The High Court has today rejected a legal challenge brought against the government by a woman with Down's syndrome.
The landmark case was brought by campaigner Heidi Crowter, who has Down's syndrome, and Máire Lea-Wilson, the mother of a two-year-old with the condition.
They are challenging the government over a disability clause in current abortion laws that means babies with Down's syndrome and other disabilities can be legally aborted up to birth instead of the usual 24 week limit.

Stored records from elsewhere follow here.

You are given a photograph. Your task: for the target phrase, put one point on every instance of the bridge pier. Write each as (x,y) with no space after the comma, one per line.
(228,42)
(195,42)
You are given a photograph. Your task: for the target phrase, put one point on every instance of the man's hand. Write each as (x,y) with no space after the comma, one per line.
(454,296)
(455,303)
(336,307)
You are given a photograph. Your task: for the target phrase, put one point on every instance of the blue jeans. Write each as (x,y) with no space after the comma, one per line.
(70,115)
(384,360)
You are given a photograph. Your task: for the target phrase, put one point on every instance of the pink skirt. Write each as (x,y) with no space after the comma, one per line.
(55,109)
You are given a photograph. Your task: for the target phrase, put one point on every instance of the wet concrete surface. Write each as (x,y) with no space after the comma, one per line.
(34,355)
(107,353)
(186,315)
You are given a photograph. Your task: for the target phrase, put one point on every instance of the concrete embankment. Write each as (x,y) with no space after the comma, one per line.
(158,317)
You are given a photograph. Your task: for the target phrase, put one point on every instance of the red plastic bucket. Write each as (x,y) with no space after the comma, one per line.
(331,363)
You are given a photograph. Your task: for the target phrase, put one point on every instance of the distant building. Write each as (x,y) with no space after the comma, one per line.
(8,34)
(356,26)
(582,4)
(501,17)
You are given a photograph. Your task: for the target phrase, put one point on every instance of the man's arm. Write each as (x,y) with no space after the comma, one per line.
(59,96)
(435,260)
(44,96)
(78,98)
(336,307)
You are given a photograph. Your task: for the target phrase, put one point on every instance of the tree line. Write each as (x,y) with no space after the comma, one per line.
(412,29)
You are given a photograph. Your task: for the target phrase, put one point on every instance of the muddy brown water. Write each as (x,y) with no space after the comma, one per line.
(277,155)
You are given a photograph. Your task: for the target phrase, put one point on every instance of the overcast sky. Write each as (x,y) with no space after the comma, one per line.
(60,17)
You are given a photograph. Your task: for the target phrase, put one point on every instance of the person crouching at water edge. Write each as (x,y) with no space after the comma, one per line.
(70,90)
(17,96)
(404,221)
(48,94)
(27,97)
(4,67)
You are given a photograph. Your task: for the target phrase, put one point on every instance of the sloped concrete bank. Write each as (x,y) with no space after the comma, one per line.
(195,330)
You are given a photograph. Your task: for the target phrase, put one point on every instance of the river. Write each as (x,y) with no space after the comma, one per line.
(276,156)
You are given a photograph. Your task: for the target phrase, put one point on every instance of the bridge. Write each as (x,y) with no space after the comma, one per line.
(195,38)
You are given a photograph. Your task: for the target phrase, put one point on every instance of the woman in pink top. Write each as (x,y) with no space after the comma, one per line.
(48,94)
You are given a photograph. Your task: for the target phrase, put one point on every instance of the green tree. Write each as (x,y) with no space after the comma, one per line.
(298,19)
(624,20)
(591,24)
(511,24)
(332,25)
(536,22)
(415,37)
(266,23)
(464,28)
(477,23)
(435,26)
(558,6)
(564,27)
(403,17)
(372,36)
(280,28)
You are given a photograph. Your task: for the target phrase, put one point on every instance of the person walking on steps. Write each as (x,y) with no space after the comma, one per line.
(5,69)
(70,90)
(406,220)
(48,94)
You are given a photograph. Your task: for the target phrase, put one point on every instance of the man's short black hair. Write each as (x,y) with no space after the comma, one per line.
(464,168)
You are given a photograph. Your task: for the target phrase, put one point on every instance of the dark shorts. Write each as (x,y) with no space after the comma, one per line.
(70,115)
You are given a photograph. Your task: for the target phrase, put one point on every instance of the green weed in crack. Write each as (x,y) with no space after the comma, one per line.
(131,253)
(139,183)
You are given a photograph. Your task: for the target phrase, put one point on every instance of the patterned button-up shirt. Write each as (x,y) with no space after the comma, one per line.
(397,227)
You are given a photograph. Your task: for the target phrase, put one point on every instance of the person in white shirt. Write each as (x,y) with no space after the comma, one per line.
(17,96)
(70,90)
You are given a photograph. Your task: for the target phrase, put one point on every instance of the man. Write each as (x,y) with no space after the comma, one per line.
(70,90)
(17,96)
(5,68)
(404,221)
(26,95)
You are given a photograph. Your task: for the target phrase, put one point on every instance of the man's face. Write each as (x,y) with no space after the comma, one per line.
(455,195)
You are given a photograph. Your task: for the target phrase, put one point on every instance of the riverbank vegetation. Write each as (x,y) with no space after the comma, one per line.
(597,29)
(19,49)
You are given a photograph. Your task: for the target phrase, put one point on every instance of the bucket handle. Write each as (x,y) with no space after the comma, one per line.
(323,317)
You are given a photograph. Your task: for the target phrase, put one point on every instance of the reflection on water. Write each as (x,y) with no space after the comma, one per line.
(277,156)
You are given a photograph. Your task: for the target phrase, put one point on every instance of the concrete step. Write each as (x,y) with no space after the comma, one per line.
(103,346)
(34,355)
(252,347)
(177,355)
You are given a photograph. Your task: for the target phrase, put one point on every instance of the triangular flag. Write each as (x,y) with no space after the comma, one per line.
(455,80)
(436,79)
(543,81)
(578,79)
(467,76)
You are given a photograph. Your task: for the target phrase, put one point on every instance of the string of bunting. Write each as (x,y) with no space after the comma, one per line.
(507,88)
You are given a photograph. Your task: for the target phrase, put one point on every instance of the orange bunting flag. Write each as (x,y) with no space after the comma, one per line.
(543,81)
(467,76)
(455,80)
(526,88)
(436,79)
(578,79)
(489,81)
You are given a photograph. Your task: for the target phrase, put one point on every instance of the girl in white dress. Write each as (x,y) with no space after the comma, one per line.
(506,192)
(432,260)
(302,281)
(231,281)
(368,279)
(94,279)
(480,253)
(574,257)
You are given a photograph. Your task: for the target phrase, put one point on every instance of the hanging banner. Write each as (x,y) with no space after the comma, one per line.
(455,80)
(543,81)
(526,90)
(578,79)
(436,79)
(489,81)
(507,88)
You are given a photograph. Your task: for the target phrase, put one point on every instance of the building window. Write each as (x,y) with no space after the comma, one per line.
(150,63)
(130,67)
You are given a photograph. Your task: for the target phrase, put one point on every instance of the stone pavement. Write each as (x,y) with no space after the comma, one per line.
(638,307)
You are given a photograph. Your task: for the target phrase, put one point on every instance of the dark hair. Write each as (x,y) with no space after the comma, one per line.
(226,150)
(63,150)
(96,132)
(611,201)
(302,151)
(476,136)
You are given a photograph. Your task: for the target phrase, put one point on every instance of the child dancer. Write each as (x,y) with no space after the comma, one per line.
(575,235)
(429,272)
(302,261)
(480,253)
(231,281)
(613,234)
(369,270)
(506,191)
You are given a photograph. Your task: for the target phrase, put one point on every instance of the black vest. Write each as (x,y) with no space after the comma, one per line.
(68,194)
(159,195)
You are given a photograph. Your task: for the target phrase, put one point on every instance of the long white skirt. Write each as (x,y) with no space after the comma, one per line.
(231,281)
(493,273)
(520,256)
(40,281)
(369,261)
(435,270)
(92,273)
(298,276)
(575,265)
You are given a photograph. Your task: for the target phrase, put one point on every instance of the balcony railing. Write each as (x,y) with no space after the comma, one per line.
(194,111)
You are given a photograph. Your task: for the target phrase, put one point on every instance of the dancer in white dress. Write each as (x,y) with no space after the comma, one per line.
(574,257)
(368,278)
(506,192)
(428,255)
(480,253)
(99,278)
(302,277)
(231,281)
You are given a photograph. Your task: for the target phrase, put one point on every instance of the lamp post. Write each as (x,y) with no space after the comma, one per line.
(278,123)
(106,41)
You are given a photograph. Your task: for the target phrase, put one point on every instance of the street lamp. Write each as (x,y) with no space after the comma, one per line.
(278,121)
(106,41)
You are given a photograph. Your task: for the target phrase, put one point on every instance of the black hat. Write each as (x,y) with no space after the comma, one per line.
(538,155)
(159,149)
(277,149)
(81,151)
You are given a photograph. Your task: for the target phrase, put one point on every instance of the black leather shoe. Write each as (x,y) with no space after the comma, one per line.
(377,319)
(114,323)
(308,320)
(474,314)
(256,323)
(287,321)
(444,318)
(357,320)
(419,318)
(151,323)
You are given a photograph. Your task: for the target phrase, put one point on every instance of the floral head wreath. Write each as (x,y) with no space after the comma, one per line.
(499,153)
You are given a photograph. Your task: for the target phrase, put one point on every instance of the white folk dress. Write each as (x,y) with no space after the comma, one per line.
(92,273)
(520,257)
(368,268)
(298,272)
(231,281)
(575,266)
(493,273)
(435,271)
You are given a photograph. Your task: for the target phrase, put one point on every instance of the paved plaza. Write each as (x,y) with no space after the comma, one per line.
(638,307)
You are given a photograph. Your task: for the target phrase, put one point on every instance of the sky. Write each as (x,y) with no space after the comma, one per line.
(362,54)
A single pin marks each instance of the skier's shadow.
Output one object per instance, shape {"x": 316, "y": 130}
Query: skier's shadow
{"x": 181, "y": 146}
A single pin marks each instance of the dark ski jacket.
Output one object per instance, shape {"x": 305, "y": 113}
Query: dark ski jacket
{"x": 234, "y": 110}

They now plan to take their case to the Court of Appeal.
Crowter, from Coventry, said she was not giving up despite the verdict.
"I am really upset not to win but the fight is not over," she said.
"The judges might not think it discriminates against me, the government might not think it discriminates against me but I am telling you that I do feel discriminated against, and the verdict doesn't change how I and thousands in the Down's syndrome community feel.
"We face discrimination every day in schools, in the work place and in society. And now thanks to this verdict the judges have upheld discrimination in the womb too. This is a very sad day but I will keep fighting."
Ms Lea-Wilson, 33, an accountant from Brentford, West London, said she was "incredibly sad and disappointed that the court has chosen not to recognise the value and worth of people with Down syndrome".
She said she would continue to fight for the clause to be removed.
"People with Down syndrome face discrimination in all aspects of life, with the Covid pandemic really shining a light on the dangerous and deadly consequences this can have. This ruling condones discrimination, by cementing the belief in society that their lives are not as valuable as the lives of people without disabilities," she said.
"I am surprised and disappointed to see that the ruling gave very little consideration to the feelings of people with Down syndrome and how section 1(1)(d) of the Abortion Act has a very real and painful impact on their self worth and mental health.
"The judgment also gives very little consideration to the fact that many women, like myself, are pressured to abort much wanted pregnancies at such a late stage in the context of fear and misinformation which is given to them."
Paul Conrathe, solicitor at Sinclairslaw, said it was "a disappointing judgment that is out of step with modern attitudes to disability".
"The judgment fails to recognise the damaging impact UK abortion legislation has upon the mental health and wellbeing of people with Down's syndrome," he said.
"By allowing babies with Down's Syndrome to be aborted up to birth, unlike neurotypical babies, the law sends a powerful message that the lives of people with Down's Syndrome are of lesser value."
Lynn Murray, spokesperson for Don't Screen Us Out, a group campaigning against disability-selective abortion, said the current law "promotes inequality and perpetuates negative stereotypes".
"The provision in the Abortion Act harks back to a time when we thought it was better for people with disabilities not to be part of our society," she said.
"We're a far more progressive society now, we realise that diversity is healthy, and all of our laws should reflect that."